5. Study design: Randomized controlled trials of using diet to intervene for patients with DGP.
2.3.2 Exclusion criteria
1. Studies with repeated data or secondary analysis.
2. Study type does not match (including animal studies, master and doctoral dissertations, books, protocols, conference abstracts, case reports, correspondence, overview, or systematic review).
3. Non-DGP.
4. The therapy of the intervention group was non-personalized dietary intervention, dietary patterns, or personalized dietary intervention combined with routine dietary intervention.
5. Outcome indicators do not match.
6. Language is not Chinese or English.
2.4 Data extraction
Two investigators (LL, QZ and JY) independently extracted data from the included studies using a self-defined standardized extraction format. The extracted data included the name of the primary investigator, publication year, diabetes type, patient age, the country in which the study was performed, study design, dietary intervention mode, type of control intervention, the sample size of each group, intervention duration, randomization, allocation concealment and blinding methods, clinical variables, etc. Any disagreements were solved by consensus between the two investigators. In the event that a consensus could not be reached, a third investigator (DP) made the final judgment. When information was missing from a study, the corresponding author was contacted if the information necessary for correspondence was available.
2.5 Risk-of-bias assessment
Based on the RevMan 5.4 software built-in risk bias assessment tool provided by the Cochrane Collaboration (20), two researchers (YO and LL) evaluated the methodological quality of the included studies. The following seven aspects were chiefly included: 1) random sequence generation (selection bias); 2) allocation concealment (selection bias); 3) performance bias: blinded implementation (including participants, investigators, and outcome assessors); 4) detection bias: blinded evaluation of study results; 5) attrition bias: outcome data integrity; 6) reporting bias: selective reporting of results; 7) other biases. All the above biases were assessed and classified as low, unclear, or high risk of bias. Disagreements were discussed between the two reviewers, and if disagreements were not resolved between the two reviewers, a third reviewer (SP) participated in the discussion until a consensus was reached.
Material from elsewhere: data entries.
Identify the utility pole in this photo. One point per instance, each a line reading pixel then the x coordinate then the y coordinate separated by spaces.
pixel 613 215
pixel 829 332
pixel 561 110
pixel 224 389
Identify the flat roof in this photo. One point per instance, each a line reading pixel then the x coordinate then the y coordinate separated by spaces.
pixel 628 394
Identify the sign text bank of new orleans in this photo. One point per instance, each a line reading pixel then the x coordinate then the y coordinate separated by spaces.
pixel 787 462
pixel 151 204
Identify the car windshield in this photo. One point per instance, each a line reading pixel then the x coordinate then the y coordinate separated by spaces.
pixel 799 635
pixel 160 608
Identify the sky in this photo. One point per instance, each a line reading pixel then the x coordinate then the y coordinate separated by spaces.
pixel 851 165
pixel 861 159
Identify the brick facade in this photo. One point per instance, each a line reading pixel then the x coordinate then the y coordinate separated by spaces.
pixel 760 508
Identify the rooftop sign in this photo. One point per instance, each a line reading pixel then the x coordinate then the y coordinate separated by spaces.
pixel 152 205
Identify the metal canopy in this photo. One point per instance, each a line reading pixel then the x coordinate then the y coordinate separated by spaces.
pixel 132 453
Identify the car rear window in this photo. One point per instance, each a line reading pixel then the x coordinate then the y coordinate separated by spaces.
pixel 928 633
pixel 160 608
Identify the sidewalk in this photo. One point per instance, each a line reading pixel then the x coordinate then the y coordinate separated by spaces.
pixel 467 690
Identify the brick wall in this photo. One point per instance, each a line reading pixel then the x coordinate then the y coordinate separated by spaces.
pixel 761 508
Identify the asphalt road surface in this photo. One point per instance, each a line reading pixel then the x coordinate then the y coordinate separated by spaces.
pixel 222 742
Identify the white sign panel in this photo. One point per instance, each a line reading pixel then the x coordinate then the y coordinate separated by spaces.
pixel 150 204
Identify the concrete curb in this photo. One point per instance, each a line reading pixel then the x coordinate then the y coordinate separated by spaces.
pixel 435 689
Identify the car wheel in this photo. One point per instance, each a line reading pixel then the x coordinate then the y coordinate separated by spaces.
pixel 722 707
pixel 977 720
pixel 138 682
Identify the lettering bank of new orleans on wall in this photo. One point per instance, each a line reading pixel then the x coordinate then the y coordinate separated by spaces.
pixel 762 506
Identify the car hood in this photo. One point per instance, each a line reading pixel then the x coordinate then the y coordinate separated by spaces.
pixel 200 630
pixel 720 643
2.6 Evidence quality assessment of included studies
The Grading of Recommendations Assessment, Development, and Evaluations (GRADE) approach was used to rate the overall quality of evidence (21). The GRADE guideline provides evidence ratings for five aspects of included studies: risk of bias, inconsistency, indirectness, imprecision, and publication bias. The GRADE was divided into four levels of gradings for evidence quality: high, moderate, low, and very low. Two researchers (DL and HW) independently performed the assessment, and a third researcher (SP) then reviewed the evaluation. Any disagreement was resolved by discussion with a professional.
2.7 Data analysis
Statistical analysis was performed using RevMan (version 5.4). Continuous variables were evaluated using the mean difference (MD) with a 95% confidence interval (CI) when the measurement methods and units of the outcome indicators included in the study were the same, and the odds ratio (OR) values were used to evaluate the dichotomous variables. Evaluate the heterogeneity among included studies through I2. If I2 was ≤ 50% in the results, use a fixed-effects model. If I2 was > 50% in the results, there is significant heterogeneity between a group of studies, a random-effects model should be adopted to pool the data, and the sources of heterogeneity should be explored. Sensitivity analysis was performed by excluding each RCT sequentially from a group of studies, and comparing the model characteristics to test the robustness of the result. A funnel plot was used to evaluate the publication bias if more than nine trials were included in the meta-analysis. The asymmetry of the funnel plots was evaluated using Egger’s tests, and a P-value of < 0.05 represented significant publication bias (22).
3 Results
3.1 Search results
A total of 2328 potentially eligible articles were identified. After removing 615 duplicates and screening the 1713 remaining articles, 43 candidate studies were isolated. Review of the full text of each shortlisted study based on the eligibility criteria excluded 28 studies. Eventually, 15 studies (23–37) were included in this meta-analysis (Figure 1).
3.2 Study characteristics
The main characteristics of the 15 included studies are summarized in Table 2.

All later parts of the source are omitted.